Ticks mate while still somehow attached to their host, before they finish their business and detach. I find it difficult to picture this scenario. Does the male approach the female while her head remains tucked beneath the layer of skin? Does she continue feeding even as he couples with her? Do they plan it out beforehand? Stand so close to each other that when they bite the proper organs connect and they both continue to feed? Researchers gloss over this part, or perhaps I just haven’t found the articles that explore this detail. All I know is that when the female is properly engorged with blood to many times her initial size (the ratio depends on the species of tick), as well as properly fertilized, she drops from her host to lay her eggs on the ground. And the cycle starts over again.
A larval tick has six legs. After it has been alive for a little while and has fed on its first host, it molts and finds itself with eight. This is another detail about the life of a tick that I haven’t found very much research on. Most articles and dictionary entries mention the appearance of these extra appendages like it’s no big deal, despite their apparent importance. A tick seeks its host through an action called “questing,” where it climbs a blade of glass and extends its front legs. And although I have no confirmation, I think that it must be the “extra” two legs that the tick puts to this use. Because what would be the purpose of getting more legs just like the rest when it has already been living for some time? The seventh and eighth leg must do more than provide the same balance and support as the other six. Otherwise, I would think that the larva would have all eight of its legs upon hatching.
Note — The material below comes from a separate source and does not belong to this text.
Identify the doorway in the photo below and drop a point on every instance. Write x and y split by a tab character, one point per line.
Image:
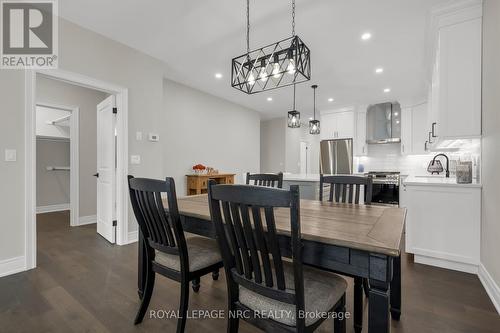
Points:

The tick has to work for these special legs. It has to bite, suck, detach and molt. The questing legs must be earned.
As an adult, the tick can climb blades of grass around three feet high. They do not drop from trees, or jump, but rather, they cling to their grasses with a couple of legs outstretched, and they wait. An adult tick can go without finding a host for up to three years. In cold weather, it finds a sheltered spot, hides under snow and frozen grass, and somehow manages to ignore its hunger and keep on waiting, to climb in the grass when the warmer weather returns. The legs hang out there, tasting the air, sniffing for signs of carbon dioxide and other chemicals that signal “mammal.” These legs tell them where to climb, which blade of grass will give them the best chance to catch a bite. And when a suitable animal passes by close enough, it picks up the tick like it might a dandelion seed or a burr.
It seems so elegant, the tick clinging to its blade of grass, reaching, waiting, almost like a fairy tale for the rescue, the happily ever after. The host comes along, Prince Charming, and provides everything that was lacking before. Unfortunately for those of us non-insects living just outside the enchanted forest, we can’t just sit around waiting for good things to come. This is called laziness when observed in human behavior. And even a happy ever after ending for the tick might mean Lyme Disease, Rocky Mountain Spotted Fever, paralysis, and other not-so-happy situations for their unfortunate hosts.